What an unbelievable player Sadio Mané is, by the way. Everything he touches turns to gold. In the form of his life.
— Liam Canning (@LiamPaulCanning) December 5, 2019
Chelsea fans will undoubtedly point to Drogba as the Premier League’s greatest ever African, but since signing for Liverpool, Mané’s 72 goals in 144 games outpace the 164 in 381 that the legendary Ivorian managed while at Stamford Bridge.
Yaya Touré, of course, was one of the best midfielders to ever set foot in the Premier League, and won more major honours in his eight years with Manchester City than Mané has yet with Liverpool. Yet there’s no escaping the fact he was 29 by the time he lifted his first Premier League trophy; Mané may be about to do so shortly after his 28th birthday, having already claimed a Champions League winner’s medal.
Perhaps the most pertinent comparison comes with his teammate Salah, next to whom the former Southampton man’s strike rate paled in comparison after the Egyptian’s clinical first season at Anfield.
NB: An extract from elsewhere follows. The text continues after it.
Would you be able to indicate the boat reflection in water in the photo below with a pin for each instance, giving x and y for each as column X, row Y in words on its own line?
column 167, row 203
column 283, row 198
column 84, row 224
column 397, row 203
On goals alone, at face value, there’s a case for Salah as the superior player. 63 goals in 100 Premier League games, after all, is a feat very few in history have ever bettered.
Yet, if you compare the two over the last two seasons, then it’s difficult to split them. Since the start of the 2018/19 campaign, in fact, their records are virtually inseparable; 37 goals in 62 games for Salah and a marginally better 39 in 63 for Mané.
Aside from Salah’s first season, then, which was an outlying phenomenon even despite his stellar record since, there is nothing to suggest that he has been the better of the duo – who, in truth, are better thought of as two parts of a package rather than individuals.

When you compare the two in 2019, though, it is in fact Mané who comes out on top, and by some distance. The Senegalese’s 30 goals in 46 games this calendar year comes close to dwarfing the 21 in 44 that Salah managed, suggesting that it is in fact he who, as things stand, is the Reds’ most influential attacker.
That was evidenced in the Ballon d’Or rankings, that put Mané fourth and Salah fifth, and it was reflected in Jurgen Klopp’s thinking for last week’s derby with Everton, with Mané picked as the one un-droppable cog of the front three, while Salah and Roberto Firmino sat out from the start.
And as he does, he came up trumps. Scoring once and registering two picture-perfect assists, he showed exactly why his pace, work-rate and meticulous nature make him so highly valued by Klopp, and why he is, on current form, the best African player in the Premier League.
As debates go, it’s a reasonably redundant one. It’s nigh-on impossible to say which of the duo are the better player, given the vastly different roles they play in the Liverpool team; one essentially a relentlessly effective wide poacher, while the other functions to drive the team forward with his electricity and dynamism.
It’s similarly silly to compare either, really, to Drogba, who was one of the most effective centre-forwards the league has ever seen, or either of the Touré brothers, or even Michael Essien.
There has been no shortage of incredible African talent in the Premier League, each bringing their own distinct strengths and providing their own share of accolades and fond memories.

But if things keep going as they are for Mané, then he will undoubtedly be remembered as one of the very best; up there with any player, African or otherwise, to have set foot in England.
A Premier League title this season would go some way to cementing that status in stone, and if the goals keep coming for Mané as they have so far, then that’s fast beginning to look like a formality.